Elle avait en tête les femmes de Plogoff, la Supplication de Svetlana Alexievitch, les femmes de Greenham Common encerclant une base nucléaire américaine, les mères de Fukushima.
Elle s’est retrouvée embarquée là-dedans.
En vérité ça faisait longtemps que ça rimait en elle sorcières et antinucléaires.
Elle s’est dit :
« Je n’avais jamais pris en charge à ce point des tâches d’organisation collective. »
Elle pensait,
nous sommes toutes sorcières quand nous sommes en lutte,
nous sommes sorcières quand nous sommes hors-normes,
nous sommes sorcières quand nous sommes prolétaires, quand nous sommes d’une autre couleur que le blanc. Ce n’est pas le mot « femme » qui nous rassemble pour ce week-end, mais une oppression que nous font subir les hommes cisgenres.
Elle a découvert des choses incroyables liées à la mixité choisie, de comment parfois on s’appuie trop sur les garçons cis pour faire certaines tâches, comment, de fait, ils détiennent une part énorme de matériel pour s’organiser.
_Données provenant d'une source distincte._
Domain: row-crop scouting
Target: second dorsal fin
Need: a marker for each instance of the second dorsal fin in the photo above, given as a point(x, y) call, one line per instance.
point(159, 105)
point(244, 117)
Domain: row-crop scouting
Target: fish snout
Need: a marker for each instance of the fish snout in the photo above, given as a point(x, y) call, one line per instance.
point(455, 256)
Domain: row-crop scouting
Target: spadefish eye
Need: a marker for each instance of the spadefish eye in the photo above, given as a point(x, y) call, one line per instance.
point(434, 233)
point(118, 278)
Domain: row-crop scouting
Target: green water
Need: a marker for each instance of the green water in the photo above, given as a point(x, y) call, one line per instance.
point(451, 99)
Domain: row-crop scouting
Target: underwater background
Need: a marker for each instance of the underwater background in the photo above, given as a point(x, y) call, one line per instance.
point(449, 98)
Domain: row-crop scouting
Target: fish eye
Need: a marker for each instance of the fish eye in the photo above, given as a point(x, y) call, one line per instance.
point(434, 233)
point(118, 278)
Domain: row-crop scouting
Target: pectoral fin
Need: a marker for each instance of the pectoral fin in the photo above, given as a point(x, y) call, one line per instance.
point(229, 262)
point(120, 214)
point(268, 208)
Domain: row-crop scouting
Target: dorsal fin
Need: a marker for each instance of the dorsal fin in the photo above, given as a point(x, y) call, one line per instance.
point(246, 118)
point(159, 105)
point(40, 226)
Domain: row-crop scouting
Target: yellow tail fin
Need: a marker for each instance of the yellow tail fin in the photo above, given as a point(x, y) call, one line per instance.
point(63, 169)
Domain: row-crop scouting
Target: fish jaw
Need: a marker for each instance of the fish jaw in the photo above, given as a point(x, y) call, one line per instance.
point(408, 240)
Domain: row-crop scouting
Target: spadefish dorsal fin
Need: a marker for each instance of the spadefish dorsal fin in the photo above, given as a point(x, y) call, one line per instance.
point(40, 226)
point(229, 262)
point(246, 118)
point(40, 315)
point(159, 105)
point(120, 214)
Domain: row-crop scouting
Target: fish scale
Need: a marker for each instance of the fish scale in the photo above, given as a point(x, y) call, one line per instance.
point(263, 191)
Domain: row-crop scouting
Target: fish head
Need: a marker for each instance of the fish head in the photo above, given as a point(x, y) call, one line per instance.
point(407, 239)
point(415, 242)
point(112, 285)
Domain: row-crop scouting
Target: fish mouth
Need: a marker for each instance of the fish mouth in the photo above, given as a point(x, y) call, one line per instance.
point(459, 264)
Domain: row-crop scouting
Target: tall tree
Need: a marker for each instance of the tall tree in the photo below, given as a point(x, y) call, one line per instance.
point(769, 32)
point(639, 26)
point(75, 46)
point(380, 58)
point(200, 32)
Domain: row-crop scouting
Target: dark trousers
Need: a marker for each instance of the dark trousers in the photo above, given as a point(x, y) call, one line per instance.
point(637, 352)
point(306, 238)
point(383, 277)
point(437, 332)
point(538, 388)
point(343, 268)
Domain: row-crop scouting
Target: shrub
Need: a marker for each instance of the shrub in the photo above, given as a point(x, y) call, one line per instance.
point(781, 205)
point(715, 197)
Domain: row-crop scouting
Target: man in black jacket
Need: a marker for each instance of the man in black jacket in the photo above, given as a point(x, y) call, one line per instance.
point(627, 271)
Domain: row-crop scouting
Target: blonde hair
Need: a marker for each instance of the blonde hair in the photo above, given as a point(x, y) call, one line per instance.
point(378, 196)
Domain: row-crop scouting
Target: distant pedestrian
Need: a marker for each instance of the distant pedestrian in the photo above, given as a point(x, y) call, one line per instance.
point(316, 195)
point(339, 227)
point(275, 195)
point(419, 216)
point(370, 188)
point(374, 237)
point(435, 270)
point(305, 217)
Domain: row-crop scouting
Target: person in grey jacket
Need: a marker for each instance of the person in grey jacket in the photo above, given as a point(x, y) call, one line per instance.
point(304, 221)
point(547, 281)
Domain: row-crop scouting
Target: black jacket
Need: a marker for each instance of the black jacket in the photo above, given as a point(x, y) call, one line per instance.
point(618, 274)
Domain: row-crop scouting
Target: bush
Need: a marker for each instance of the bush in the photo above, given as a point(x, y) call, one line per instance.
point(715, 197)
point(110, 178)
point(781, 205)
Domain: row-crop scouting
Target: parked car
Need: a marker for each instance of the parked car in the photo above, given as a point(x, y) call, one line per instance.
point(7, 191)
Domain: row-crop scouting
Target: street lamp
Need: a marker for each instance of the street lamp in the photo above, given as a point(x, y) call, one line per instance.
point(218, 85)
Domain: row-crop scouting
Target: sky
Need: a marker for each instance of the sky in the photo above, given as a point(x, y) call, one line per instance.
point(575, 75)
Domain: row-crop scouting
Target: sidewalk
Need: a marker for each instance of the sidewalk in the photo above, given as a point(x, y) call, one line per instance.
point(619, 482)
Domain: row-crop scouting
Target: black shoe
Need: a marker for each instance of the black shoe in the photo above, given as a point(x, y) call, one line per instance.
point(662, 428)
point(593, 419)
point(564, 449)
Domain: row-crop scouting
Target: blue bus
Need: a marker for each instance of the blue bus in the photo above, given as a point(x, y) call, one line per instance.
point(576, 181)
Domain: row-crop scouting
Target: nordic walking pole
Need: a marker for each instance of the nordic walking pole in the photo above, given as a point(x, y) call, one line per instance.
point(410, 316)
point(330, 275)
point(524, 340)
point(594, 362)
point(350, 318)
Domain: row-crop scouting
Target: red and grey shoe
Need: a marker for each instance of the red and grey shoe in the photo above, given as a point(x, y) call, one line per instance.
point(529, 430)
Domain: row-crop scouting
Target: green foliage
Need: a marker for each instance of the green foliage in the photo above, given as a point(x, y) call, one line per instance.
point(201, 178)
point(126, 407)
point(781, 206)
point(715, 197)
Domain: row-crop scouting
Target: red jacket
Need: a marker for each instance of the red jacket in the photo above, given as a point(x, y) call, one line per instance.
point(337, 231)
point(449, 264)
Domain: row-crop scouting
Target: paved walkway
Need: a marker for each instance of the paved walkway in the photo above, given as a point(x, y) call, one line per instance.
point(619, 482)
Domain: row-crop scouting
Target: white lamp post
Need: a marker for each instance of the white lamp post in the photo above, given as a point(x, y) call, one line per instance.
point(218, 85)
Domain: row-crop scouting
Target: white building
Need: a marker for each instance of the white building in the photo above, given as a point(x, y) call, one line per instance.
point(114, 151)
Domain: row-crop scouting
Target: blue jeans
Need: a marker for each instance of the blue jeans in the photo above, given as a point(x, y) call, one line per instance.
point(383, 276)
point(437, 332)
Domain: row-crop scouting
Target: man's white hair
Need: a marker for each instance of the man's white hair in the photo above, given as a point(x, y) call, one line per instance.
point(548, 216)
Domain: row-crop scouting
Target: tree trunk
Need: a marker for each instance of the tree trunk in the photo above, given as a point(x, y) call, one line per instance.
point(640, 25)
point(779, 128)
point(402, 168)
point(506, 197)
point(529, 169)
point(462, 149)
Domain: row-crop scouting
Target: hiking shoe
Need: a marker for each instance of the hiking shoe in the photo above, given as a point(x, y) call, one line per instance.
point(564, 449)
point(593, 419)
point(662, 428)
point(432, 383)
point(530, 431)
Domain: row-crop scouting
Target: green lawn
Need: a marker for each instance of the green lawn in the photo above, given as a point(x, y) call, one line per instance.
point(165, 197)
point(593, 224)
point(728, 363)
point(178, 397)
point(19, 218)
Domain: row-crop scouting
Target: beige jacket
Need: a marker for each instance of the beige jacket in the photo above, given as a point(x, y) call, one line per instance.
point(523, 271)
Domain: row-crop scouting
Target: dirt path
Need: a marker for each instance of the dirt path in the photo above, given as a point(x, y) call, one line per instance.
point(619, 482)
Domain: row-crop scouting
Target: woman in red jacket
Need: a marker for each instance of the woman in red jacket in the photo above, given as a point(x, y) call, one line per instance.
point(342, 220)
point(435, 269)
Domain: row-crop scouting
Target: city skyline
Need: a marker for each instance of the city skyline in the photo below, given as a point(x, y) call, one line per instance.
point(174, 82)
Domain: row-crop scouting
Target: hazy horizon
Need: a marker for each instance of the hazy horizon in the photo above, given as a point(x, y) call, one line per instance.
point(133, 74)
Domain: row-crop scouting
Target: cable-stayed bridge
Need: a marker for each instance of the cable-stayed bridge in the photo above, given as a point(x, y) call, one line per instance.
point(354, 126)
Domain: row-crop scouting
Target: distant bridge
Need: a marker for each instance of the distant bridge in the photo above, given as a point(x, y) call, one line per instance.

Elle a découvert en grande émotion, plein de nouvelles têtes, jamais venues à Bure, jamais venues à un événement politique autogéré.
Elle s’est dit :
« Oui, c’est la première fois, sur des rencontres militantes que je rencontre autant d’autres personnes que les hommes cisgenres, parce que quand ils sont là, on les écoute et on en oublie parfois de se parler entre-nous. »
Elle a été émue quand les amies qui luttent à Bure depuis quelques années ont dit que ça leur avait redonné le courage de continuer, de revenir sur ce territoire après les traumatismes vécus ici. Elle a pensé à toutes les amies qui n’étaient pas là cette fois-ci, et qui seraient là la prochaine fois, quand on leur ferait le récit de tout ça.
Elle s’est énervée parfois, elle a été agacée que tout ne roule pas mieux, que certains trucs n’aient pas été mieux pris en charge, qu’on ne déborde pas assez, que tout ne parte pas en cendre.
Elle s’est dit :
« Mais je lutte pour quoi ? Pour que la presse montre des images de guerre ? Juste pour que les flics nous prennent au sérieux quand on est en mixité choisie ? »
et elle a dit :
« Mais on s’en fout de ce que la police pense, nous on sait pourquoi on est là et c’est ça qui compte ! »
Et puis, on a discuté et puis on s’est comprises. Et on fera mieux ou autrement plus tard, avec joie.
Et par rapport à toutes les critiques sur la mixité choisie, elle pense :
« Je ne peux pas aller dans certains cafés, bars, boîtes de nuit, parce que ce sont des endroits accaparés par les hommes cisgenres et parce que je n’aime pas leur regard sur moi. Je ne peux pas marcher dans la rue tranquillement la nuit, je flippe de me promener seule en forêt… et on m’empêche de vivre un week-end dans un endroit où je me sens à l’aise, où pour une fois, je ne pense pas à ça ? À eux ? Un moment où j’ai toute ma tête pour réfléchir à des perspectives politiques ? Où je ne suis pas en train de faire attention à eux. Ils veulent me voler ce moment là aussi ? Ils ne veulent donc pas que je puisse penser par moi-même ? Faudrait-il que je pense la politique et ma vie sans cesse à travers leur discours, leur prisme de lecture et leur manière d’agir ? »
Elle veut continuer de lutter ici, dans ces moments de mixité choisie qui lui donnent de la force. Elle veut continuer de lutter ici en mixité aussi bien sûr. Elle rêve par dessus-tout à des moments avec plus de personnes du coin.
Elle a envie de sourire tout le temps en pensant à ce qui s’est joué là, pendant ces deux jours. À ce qui va continuer suite à ces rencontres, aux nouveaux horizons et à tout ce champ des possibles qui s’ouvre
là-devant.
On reviendra, dit-elle, et on cramera tout.
Bombes atomiques quel est votre métier ?
Miaou Miaou Miaou !
Et surtout à tout vite à vent de Bure le 28-29 septembre !
Automne 2019.
*Ce récit est un témoignage de deux elles, présentes lors du week-end féministe et antinucléaire à Montiers-sur-Saulx. Il n’est qu’un point-de-vue (enfin deux).